Porque desde mi infancia no supe qué hacer con el dolor que sentía. Nadie nos enseña qué hacer cuando estamos sintiendo. Ni la familia, ni la escuela, ni los amigos estaban preparados para acompañarme porque se vivía un sistema más enfocado en el tener que en el ser.

Y yo he encontrado en la educación emocional un sentido, un nuevo camino, y una vocación para ponerla al servicio de los demás. Después de casi 20 años pude llorar por la muerte de mi mamá, y ¡fue hermoso!. Rompí con ese decreto familiar de “no llores, tienes que ser fuerte”. Entendí, que la fortaleza no está en no llorar sino en nombrar y expresar lo que estamos sintiendo.

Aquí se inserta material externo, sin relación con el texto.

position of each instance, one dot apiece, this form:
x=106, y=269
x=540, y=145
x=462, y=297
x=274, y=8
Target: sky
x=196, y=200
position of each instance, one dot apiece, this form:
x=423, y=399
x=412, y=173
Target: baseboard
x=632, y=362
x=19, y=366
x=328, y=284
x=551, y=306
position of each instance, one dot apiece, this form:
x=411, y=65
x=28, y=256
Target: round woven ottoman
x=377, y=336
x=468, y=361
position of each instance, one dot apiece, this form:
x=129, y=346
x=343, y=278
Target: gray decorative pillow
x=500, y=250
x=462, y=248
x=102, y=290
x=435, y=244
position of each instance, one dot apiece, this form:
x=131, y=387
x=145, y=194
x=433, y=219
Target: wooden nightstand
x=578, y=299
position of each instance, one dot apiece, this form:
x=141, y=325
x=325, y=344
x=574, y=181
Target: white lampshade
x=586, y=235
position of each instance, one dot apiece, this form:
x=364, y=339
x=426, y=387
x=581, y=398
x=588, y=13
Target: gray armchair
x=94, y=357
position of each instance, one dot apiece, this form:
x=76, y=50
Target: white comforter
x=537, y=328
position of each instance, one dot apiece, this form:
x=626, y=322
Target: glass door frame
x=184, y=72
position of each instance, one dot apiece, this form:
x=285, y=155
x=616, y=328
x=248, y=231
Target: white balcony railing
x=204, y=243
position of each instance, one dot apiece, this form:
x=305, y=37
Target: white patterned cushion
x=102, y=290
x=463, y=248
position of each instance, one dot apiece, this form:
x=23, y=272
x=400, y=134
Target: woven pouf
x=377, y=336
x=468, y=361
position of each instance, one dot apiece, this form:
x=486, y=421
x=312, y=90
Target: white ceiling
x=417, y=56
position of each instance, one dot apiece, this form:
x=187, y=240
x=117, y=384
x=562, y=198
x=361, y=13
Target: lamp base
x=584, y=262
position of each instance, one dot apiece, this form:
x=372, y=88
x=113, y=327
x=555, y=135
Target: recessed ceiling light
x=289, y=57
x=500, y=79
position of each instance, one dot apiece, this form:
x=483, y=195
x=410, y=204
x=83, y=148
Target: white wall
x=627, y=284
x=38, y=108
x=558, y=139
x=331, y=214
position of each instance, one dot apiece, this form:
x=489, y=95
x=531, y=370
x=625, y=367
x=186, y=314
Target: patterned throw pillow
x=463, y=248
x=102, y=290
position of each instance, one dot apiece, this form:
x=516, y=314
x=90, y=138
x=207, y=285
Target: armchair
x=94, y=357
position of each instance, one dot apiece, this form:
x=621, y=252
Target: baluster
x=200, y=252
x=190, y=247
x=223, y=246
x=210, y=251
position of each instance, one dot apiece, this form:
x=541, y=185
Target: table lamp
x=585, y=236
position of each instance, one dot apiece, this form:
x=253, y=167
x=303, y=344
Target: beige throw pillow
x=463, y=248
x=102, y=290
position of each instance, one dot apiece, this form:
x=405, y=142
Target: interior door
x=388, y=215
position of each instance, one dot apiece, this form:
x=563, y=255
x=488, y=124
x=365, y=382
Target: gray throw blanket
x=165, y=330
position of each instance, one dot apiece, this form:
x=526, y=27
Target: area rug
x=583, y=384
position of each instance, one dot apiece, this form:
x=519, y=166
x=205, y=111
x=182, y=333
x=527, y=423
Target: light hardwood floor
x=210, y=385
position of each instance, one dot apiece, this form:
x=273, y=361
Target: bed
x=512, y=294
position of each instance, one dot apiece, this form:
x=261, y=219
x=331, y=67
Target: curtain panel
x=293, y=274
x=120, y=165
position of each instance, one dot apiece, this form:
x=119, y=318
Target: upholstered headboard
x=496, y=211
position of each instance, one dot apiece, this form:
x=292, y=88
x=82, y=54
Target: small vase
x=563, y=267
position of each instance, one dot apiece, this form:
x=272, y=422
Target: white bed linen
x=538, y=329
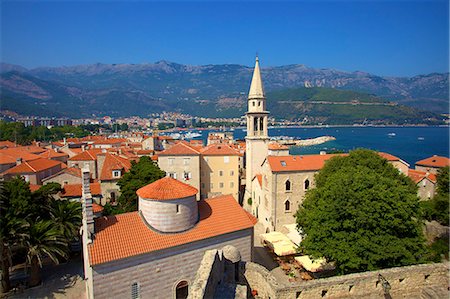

Y el pan dulce y yo estamos construyendo una nueva relación. Estamos en proceso de perdón, porque él no fue ni es el responsable de mi conducta hacia él. Yo llegaba por necesidad, apego y ansiedad. Y hoy agradezco su compañía durante este tiempo. Y ahora estoy aprendiendo a conectar con su olor y con su sabor. Lo acompaño con una tacita de té porque ya no está presente en mi vida para llenar un vacío sino para hacerme disfrutar de la vida a través del sentido del gusto. 

*La historia de Karina Mendoza fue seleccionada por sus compañeras del taller de escritura autobiográfica “Cuéntatelo otra vez” para ser publicada en mi blog.